Tigelas - O arroz ou a sopa é comido pegando-se o chawan (tigela japonesa) com a mão esquerda e usando os hashis com a direita, ou vice versa se a pessoa for canhota. Tradicionalmente, os hashis são segurados com a mão direita e o chawan com a esquerda, aliás, as crianças japonesas aprendem a distinguir esquerda de direita como "a mão direita segura os hahis e a mão esquerda segura o chawan" - mas comer com a mão esquerda também é aceitável atualmente. As tigelas podem ser levadas até a boca, mas não devem tocá-la, exceto no momento de beber a sopa. 

Molho de soja (shoyu) - Normalmente, o shoyu não é colocado na maior parte dos pratos na mesa; um pratinho para shoyu é fornecido. O molho de soja, entretanto, deve ser colocado diretamente no tofu e em pratos com nabo (daikon) ralado, além de ser derramado no ovo cru quando se estiver preparando o tamago kake gohan ("ovo no arroz"). O molho de soja nunca deve ser colocado em cima do arroz ou na sopa. É considerado rude desperdiçar shoyu, então deve-se moderar no uso quando se estiver molhando os pratos.

Pauzinhos (hashi) - Os pauzinhos nunca devem ser fincados verticalmente no arroz, pois isso lembra palitos de incenso (que normalmente são colocados na posição vertical na areia) durante oferendas aos mortos. Usar os pauzinhos para lançar comida ou apontar não é recomendável. É considerado falta de educação morder os hashis.

Prato em comum - Quando for necessário pegar comida de um prato em comum, a menos que eles sejam a família ou amigos muito íntimos, deve-se inverter os hashis para agarrar o alimento; é considerado mais higiênico. Alternativamente, pode-se usar um par de pauzinhos exclusivos para o prato em comum.

Dividir - Quando se desejar dividir a comida com outra pessoa, é recomendável movê-lo diretamente de um prato para o outro. Nunca se deve passar a comida de um par de hashis para outro, pois isto lembra o ato de passar os ossos do falecido durante um funeral japonês.

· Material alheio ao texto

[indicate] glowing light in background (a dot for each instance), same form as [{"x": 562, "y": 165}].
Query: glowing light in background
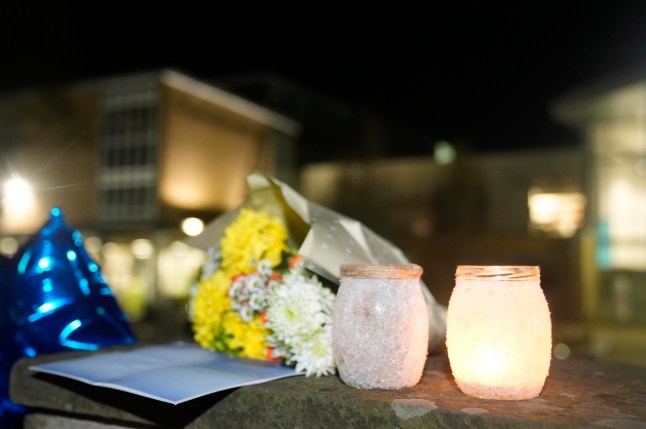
[
  {"x": 19, "y": 207},
  {"x": 142, "y": 248},
  {"x": 192, "y": 226},
  {"x": 444, "y": 153},
  {"x": 559, "y": 213},
  {"x": 8, "y": 246}
]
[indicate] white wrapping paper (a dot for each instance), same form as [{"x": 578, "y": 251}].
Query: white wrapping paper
[{"x": 326, "y": 239}]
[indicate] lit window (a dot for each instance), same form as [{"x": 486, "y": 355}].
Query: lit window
[{"x": 556, "y": 213}]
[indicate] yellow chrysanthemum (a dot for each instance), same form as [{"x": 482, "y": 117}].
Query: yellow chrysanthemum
[
  {"x": 209, "y": 304},
  {"x": 247, "y": 337},
  {"x": 253, "y": 236}
]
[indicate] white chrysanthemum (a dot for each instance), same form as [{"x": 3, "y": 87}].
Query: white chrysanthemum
[
  {"x": 300, "y": 315},
  {"x": 314, "y": 356},
  {"x": 295, "y": 310},
  {"x": 264, "y": 267}
]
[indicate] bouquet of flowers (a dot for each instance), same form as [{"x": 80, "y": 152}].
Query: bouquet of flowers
[
  {"x": 266, "y": 290},
  {"x": 256, "y": 300}
]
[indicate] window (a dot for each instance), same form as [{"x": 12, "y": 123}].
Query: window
[{"x": 128, "y": 178}]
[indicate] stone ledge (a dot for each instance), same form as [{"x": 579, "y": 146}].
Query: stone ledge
[{"x": 578, "y": 393}]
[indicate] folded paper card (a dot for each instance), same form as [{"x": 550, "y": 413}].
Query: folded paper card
[{"x": 172, "y": 373}]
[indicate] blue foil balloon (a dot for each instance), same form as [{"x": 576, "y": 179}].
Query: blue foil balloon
[
  {"x": 10, "y": 414},
  {"x": 58, "y": 298}
]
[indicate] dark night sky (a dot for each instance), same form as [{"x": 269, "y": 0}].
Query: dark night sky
[{"x": 482, "y": 73}]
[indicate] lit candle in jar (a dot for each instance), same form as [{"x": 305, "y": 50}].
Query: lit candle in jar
[{"x": 499, "y": 332}]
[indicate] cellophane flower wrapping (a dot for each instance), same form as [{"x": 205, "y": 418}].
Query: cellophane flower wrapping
[{"x": 267, "y": 288}]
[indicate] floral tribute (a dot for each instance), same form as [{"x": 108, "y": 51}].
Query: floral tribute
[{"x": 256, "y": 300}]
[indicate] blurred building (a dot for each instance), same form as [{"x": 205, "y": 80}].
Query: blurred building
[
  {"x": 128, "y": 159},
  {"x": 611, "y": 119},
  {"x": 499, "y": 208}
]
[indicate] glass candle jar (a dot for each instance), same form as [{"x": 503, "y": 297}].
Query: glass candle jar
[
  {"x": 380, "y": 326},
  {"x": 499, "y": 332}
]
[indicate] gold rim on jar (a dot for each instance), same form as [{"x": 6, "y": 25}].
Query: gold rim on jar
[
  {"x": 374, "y": 271},
  {"x": 498, "y": 272}
]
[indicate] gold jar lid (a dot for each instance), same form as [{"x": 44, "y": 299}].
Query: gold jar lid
[
  {"x": 374, "y": 271},
  {"x": 498, "y": 272}
]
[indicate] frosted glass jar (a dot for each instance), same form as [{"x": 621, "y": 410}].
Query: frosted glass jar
[
  {"x": 499, "y": 332},
  {"x": 380, "y": 326}
]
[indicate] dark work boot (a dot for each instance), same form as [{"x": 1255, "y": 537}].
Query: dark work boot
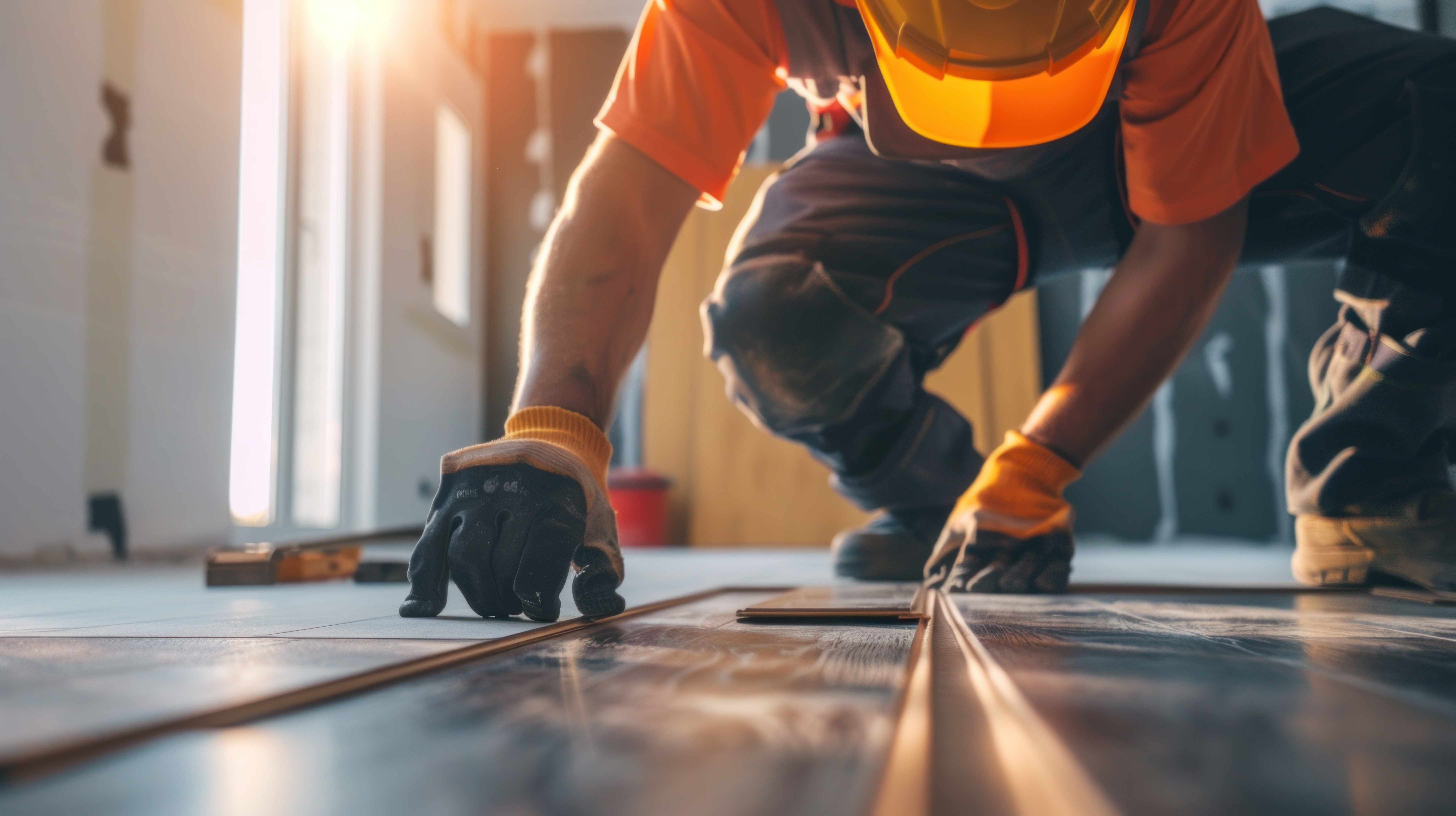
[{"x": 892, "y": 547}]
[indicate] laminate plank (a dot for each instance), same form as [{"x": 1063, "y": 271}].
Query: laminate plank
[
  {"x": 678, "y": 712},
  {"x": 58, "y": 691},
  {"x": 1240, "y": 704}
]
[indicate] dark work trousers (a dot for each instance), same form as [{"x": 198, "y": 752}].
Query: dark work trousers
[{"x": 855, "y": 276}]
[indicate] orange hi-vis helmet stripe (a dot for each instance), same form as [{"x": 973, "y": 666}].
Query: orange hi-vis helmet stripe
[{"x": 953, "y": 97}]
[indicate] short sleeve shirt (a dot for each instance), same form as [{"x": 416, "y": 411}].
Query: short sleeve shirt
[{"x": 1203, "y": 116}]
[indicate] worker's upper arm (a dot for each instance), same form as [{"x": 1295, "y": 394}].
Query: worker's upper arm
[
  {"x": 696, "y": 85},
  {"x": 1203, "y": 114}
]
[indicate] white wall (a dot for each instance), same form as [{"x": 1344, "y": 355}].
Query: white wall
[
  {"x": 50, "y": 138},
  {"x": 513, "y": 15},
  {"x": 178, "y": 315},
  {"x": 184, "y": 270},
  {"x": 430, "y": 369},
  {"x": 180, "y": 273}
]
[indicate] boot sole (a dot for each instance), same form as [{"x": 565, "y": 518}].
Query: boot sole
[{"x": 1342, "y": 563}]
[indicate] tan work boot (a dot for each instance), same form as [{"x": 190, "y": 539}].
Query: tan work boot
[{"x": 1417, "y": 546}]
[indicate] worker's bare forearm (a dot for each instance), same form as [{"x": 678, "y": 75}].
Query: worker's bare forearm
[
  {"x": 1154, "y": 308},
  {"x": 590, "y": 296}
]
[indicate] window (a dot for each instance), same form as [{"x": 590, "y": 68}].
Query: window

Comer o que é recebido - É costume comer arroz até o último grão. Pegar grão por grão é desaconselhado, e não é usual fazer pedidos especiais ou substituições nos restaurantes. É considerado ingratidão fazer esses pedidos, especialmente em circunstâncias em que a pessoa é uma convidada, como em um jantar de negócios. As boas maneiras requerem o respeito ao cardápio do anfitrião.

Bebida - Mesmo em situações informais, beber álcool sempre começa com um brinde (kanpai, 乾杯), quando todos estão prontos. Não é costume servir a bebida a si próprio; ao contrário, espera-se que as pessoas mantenham os copos dos outros sempre cheios. Quando alguém se move para encher o seu copo, a pessoa deve segurá-lo com as duas mãos e agradecer.